Outside of the above clinical scenario and related research, the supportive evidence for MUA to other extremity joints is weak, inconclusive or non-existent.  The shoulder, when failing to achieve flexibility following standard treatment, is one of the extremity regions for which the frozen shoulder condition has traditionally been cited as an indication for MUA.  There are some supportive studies in this area, including one showing that patients fare better with intervention at 6 and 9 months after condition onset (having significantly better abduction and external rotation, with less pain at rest and at night).  However, for those studies which represent the highest level of research evidence, the results of two recent systematic reviews for frozen shoulder raise question as to treatment superiority when compared to other forms of treatment.  Namely, in the 2012 systematic review, Maund, et al. found a single adequate study, but no evidence there of better outcome with MUA versus home exercise.  In the 2015 systematic review, Uppal, et al. determined MUA to be equivocal at best, when compared to hydrodilation and steroid injection.

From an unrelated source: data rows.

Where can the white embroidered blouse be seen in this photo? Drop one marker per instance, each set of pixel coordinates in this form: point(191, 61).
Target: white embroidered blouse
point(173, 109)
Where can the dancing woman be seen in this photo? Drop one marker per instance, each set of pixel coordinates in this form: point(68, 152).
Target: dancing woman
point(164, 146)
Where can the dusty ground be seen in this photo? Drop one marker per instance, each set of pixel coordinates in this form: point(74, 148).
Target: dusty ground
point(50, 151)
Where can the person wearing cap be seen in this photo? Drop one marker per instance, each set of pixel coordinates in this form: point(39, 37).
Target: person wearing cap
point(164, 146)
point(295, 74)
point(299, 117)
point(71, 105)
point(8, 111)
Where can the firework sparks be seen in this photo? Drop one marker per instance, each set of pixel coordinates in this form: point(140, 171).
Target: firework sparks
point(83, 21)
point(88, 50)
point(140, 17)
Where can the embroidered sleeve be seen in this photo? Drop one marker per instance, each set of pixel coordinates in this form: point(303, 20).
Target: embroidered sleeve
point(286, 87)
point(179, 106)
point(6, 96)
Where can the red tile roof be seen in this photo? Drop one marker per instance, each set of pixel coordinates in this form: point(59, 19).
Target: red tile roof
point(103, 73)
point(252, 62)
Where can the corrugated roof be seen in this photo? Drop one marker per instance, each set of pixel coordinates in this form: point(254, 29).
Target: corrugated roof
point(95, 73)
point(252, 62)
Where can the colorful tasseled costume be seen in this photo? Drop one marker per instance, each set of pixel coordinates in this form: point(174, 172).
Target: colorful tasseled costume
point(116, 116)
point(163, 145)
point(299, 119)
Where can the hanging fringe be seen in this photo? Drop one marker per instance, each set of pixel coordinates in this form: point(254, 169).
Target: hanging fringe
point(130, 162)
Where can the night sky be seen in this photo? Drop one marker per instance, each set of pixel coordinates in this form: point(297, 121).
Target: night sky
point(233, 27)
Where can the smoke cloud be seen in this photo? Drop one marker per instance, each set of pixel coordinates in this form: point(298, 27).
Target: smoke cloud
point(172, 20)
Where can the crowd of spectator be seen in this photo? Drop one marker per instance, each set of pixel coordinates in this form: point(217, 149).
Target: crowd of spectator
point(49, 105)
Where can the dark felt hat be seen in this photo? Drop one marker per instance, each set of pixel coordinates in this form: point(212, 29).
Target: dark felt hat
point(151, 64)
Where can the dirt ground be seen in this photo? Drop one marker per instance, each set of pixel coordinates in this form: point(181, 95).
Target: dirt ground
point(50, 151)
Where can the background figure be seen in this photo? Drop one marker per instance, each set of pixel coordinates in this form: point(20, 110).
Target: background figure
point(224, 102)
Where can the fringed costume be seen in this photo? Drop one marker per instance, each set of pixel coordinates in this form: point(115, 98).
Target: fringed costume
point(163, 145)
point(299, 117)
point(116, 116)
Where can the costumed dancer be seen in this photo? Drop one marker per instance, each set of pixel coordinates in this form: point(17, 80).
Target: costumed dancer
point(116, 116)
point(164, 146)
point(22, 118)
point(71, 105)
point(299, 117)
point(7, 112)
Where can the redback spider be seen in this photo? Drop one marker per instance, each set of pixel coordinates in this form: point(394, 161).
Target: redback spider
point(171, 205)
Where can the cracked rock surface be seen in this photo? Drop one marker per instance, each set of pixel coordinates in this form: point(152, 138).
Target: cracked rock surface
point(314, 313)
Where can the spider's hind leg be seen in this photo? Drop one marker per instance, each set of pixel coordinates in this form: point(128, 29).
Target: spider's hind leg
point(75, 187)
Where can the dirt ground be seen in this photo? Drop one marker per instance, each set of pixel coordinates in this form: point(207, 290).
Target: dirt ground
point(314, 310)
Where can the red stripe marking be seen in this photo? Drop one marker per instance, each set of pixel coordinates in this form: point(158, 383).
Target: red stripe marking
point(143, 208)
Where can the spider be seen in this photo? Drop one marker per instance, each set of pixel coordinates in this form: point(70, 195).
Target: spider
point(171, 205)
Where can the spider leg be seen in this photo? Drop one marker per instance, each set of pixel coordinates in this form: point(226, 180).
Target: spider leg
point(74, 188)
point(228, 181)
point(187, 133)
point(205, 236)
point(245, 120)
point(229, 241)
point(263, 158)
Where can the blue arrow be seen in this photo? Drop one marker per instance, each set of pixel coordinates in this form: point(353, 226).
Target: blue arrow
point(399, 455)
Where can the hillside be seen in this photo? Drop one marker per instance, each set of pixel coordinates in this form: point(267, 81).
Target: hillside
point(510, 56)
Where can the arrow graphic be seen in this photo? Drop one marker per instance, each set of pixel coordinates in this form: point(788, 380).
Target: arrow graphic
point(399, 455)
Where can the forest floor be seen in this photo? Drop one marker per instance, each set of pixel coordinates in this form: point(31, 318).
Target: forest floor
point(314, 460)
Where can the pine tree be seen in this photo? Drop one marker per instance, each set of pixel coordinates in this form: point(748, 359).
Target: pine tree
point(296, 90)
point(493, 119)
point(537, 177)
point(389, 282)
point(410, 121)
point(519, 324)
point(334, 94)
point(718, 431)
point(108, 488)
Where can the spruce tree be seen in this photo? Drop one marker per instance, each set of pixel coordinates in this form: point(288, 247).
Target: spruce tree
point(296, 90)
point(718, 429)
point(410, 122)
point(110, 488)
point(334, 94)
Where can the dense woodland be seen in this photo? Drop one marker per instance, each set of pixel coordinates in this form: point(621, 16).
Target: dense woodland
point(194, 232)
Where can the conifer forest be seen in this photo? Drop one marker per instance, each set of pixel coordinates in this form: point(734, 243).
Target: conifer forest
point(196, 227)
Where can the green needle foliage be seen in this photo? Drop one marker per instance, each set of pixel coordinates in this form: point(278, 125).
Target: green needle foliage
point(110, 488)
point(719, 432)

The provision of MUA to an extremity joint is reserved for primary conditions thereof, such as a frozen articulation. The practice of applying MUA to an extremity joint that conjoins the spine (i.e., shoulder and/or hip), as a routine component or an extension of a spinal MUA procedure, is not supported by clinical investigation.

Risk 
Tens of thousands of uneventful spinal and extremity MUA procedures have been performed in the United States over the past several decades. As such, in all likelihood, the risks with the procedure are relatively low or minimized with current techniques and when patients are properly selected and evaluated by the anesthesiologist, the medical physician who is providing medical clearance, and the MUA manual therapy practitioner (DC, DO, MD).  However, as with any procedure, there are inherent risks with MUA. The chiropractic literature seems to best address concern for complications, poor outcomes, or adverse events with spinal MUA.; however, better event reporting is needed in developing more definitive risk criteria. In part, these include severe sacroiliac pain with transient “pain paralysis” (of one or both legs), transient respiratory distress, a significant adverse cardiovascular event, spinal fracture with hemothorax, lower extremity fracture, glenoid fracture, shoulder dislocation, and pseudoaneurysm.